陈佩斯眼里,喜剧是异常理性的艺术,完整的结构和巧妙的形式需要精心设计,桥段要靠人物及逻辑冲突制造,是一项标标准准的技术活。这种技术早年曾被他不自觉地运用于小品表演,如今发展成系统的理论。故事流畅、结构严谨、桥段不停的《戏台》,是他娴熟运用喜剧理论的典范。

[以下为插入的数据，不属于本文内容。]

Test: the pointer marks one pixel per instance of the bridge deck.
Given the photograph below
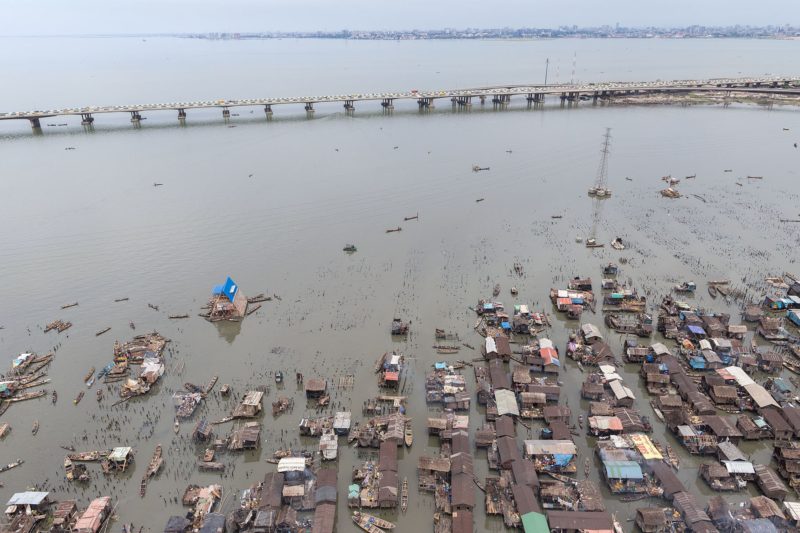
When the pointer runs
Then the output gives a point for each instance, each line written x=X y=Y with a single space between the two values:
x=767 y=85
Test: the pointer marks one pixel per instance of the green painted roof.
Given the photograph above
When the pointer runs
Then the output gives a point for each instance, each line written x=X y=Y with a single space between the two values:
x=535 y=523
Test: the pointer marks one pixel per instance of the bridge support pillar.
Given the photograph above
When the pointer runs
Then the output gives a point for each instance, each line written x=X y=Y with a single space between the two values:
x=502 y=99
x=425 y=103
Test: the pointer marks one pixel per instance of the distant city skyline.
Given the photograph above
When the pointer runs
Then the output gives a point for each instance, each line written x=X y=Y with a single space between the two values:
x=81 y=17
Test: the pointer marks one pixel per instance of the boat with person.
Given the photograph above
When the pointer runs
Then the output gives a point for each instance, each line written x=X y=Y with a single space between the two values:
x=368 y=520
x=408 y=435
x=686 y=287
x=155 y=462
x=9 y=466
x=87 y=456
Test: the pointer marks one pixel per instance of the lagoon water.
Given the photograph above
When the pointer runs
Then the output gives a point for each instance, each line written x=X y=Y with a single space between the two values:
x=272 y=203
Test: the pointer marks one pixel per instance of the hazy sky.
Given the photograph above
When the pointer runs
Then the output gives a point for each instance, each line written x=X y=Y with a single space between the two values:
x=37 y=17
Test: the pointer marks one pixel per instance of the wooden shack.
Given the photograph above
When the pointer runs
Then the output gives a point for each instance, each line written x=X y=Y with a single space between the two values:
x=770 y=483
x=315 y=387
x=781 y=430
x=651 y=520
x=250 y=405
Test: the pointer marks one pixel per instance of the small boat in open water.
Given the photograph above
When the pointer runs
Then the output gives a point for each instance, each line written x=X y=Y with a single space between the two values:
x=409 y=435
x=404 y=496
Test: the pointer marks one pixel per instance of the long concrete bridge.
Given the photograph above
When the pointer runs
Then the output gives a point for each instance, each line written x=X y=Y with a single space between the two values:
x=499 y=95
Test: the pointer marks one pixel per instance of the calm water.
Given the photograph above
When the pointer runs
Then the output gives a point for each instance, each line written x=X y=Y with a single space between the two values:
x=273 y=203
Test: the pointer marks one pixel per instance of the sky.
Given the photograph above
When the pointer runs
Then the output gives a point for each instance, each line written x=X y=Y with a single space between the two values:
x=60 y=17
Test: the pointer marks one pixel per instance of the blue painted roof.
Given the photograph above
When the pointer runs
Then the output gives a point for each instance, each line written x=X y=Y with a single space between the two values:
x=623 y=470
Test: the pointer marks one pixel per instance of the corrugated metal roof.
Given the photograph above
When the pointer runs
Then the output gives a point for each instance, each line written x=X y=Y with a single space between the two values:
x=740 y=376
x=491 y=347
x=506 y=403
x=760 y=395
x=793 y=509
x=739 y=467
x=549 y=447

《戏台》把故事设置在军阀混战的民国时期,背景自行带出年代里的冲突不断。五庆班要携大名角儿金啸天在德祥大戏院连演三天,侯班主和戏院经理还没来得及为戏票售罄的消息击掌,便迎来一系列的意外。连环相扣的荒诞直冲观众而来,台下笑声与叫好不绝于耳。
如果观众有时间琢磨,会发现剧中除了“穿越”两字,并无其他与网络语言接轨的表述。不少观众习以为常的“荤笑话与荤段子二人组”,在剧中也没有搭档组成“亲爱的”,缠缠绵绵慢慢飞。几处与“荤”沾边的笑料,严格遵循该剧的结构,以工整的互文形式出现,只有女性声音的处理,则让这几处笑料生出点缀的野趣。
当洪大帅手中真实的枪制造的真实的死亡,让戏院上下、戏班前后把宝押在杨立新饰演的包子铺伙计身上(人人惧怕的“临时大总统”,只有他不识庐山真面目,反能降服),陈佩斯说过的“当事人的心酸”,慢慢从喜剧内核中蹦出,优秀的喜剧,往往拿悲剧衬底。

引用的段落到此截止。